Getting Started
For ease of use, we have supplied a simple startup script to get a development instance of the PAW running. Simply run start_paw_docker.sh
to start. In order to be able to retrieve Multi-Mordred and ElasticWrap you will be asked to supply a Github Authentication Token and username. Make sure it has at least READ access to the SIGmoirelabs/multi-mordred-wrapper
and SIGmoirelabs/elasticwrap
repositories.
Additionally, you will need to generate a classic Authentication Token to retrieve the graphql_api
container. Once you have the token, run echo 'TOKEN' | docker login ghcr.io -u USERNAME --password-stdin
NOTE: The script will modify the following system values to make sure Redis and ElasticSearch are running properly:
vm.max_map_count=262144
vm.overcommit_memory=1
The script will automatically start the docker containers. If you want, you can set these values manually and simply go into the deployment
folder and run docker-compose up
.
It may take some time for all the containers to start. This is because we must ensure that redis
and mariadb
are running before we can properly start sortinghat
and multi-mordred
.
Setting up Multi-mordred
For a quickstart, you can create a deployment/mordred_data
directory and move the quickstart/setup.cfg
and quickstart/projects.json
files into it. Then after the containers are all up, run telnet localhost 15555
and run the following commands:
new demo /data/setup.cfg
start demo
This will start a mordred instance which gets data from the projects defined in projects.json
and enriches them. The raw data can be found in the demo_git
index, whereas enriched data can be found in demo_git_enriched
, demo_git_enriched_aoc
and demo_git_enriched_onion
.
Assuming you are using our example development docker-compose, you will now have 2 new directories in the deployment
folder: ES
and mordred_data
. The ES
folder simply stores all the ElasticSearch data and can be an easy way to delete data for testing purposes. The mordred_data
folder is mounted in the multi-mordred
container to /data/
. Any files you want to provide to multi-mordred can be thrown in this folder.
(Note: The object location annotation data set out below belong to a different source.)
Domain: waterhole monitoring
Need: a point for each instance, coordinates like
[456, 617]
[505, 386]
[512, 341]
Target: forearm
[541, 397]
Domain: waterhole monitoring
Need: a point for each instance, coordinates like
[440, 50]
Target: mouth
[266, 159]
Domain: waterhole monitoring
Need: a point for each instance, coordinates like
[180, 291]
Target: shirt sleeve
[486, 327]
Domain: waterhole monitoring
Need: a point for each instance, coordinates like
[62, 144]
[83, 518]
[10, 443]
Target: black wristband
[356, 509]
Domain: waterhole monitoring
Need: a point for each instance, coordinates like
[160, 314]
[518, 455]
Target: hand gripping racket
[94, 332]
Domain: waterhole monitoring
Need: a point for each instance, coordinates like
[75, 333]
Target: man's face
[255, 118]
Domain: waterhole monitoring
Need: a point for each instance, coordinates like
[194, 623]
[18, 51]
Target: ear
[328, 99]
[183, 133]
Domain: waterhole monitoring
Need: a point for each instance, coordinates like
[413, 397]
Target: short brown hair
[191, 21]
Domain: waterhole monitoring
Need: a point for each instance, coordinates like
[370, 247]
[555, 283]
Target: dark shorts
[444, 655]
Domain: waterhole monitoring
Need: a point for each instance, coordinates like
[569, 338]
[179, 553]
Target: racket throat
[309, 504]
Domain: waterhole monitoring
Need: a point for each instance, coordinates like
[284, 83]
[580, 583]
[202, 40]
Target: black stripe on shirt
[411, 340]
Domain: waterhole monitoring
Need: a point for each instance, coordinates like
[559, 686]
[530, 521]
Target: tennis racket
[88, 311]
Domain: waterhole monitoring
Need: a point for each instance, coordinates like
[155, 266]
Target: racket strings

step-by-step: your first analysis project
So now that we have the multi-mordred container up and running we can provide it with configuration files to create a copy of mordred and perform an analysis project.
projects.json: defining datasources
The projects.json file defines all the data that can be queried by this analysis project, divided by type. The specific type string indicates which percival retriever (or “backend”) will be used te retrieve the data. While most retrievers simply retrieve data from a specific source, i.e. git vs slack vs jira, some retrievers already do some degree of analysis, or are purpose-build for specific later analysis-scripts (the retrievers introduced by arthur and graal for instance).
{
"SIGmoirelabs": {
"meta": {
"title": "ElasticWrap"
},
"git": [
"https://github.com/SIGmoirelabs/elasticwrap.git"
]
}
}
conf.cfg: defining project pramaters
The second file any mordred clone will need is the a general configuration. This file will describe the locations of and credentials to external resources, as well as describing which tasks should be executed.
[general]
short_name = GrimoireLab
update = true
min_update_delay = 60
debug = false
logs_dir = /home/sigmoire/logs
bulk_size = 1000
scroll_size = 1000
aliases_file = /home/sigmoire/aliases.json
[projects]
projects_file = /data/projects.json
[es_collection]
url = http://elasticsearch:9200
[es_enrichment]
url = http://elasticsearch:9200
autorefresh = true
for more on configuration options see: Using GrimoireLab-native Features and the official Mordred docs
helloWorld.py: adding custom scripting
One of the features added to multi-mordred over regular mordred is the ability to run arbitrary code as part of the data collection and processing pipeline. If the ‘custom’-phase is enabled in the .cfg file then a script can be specified which will be run after the build-in enrichment methods but before data visualization is configured.
[custom_script]
scriptsource = enrich.py
args = [arg1, arg2]
for more on this see: Using Custom scripts.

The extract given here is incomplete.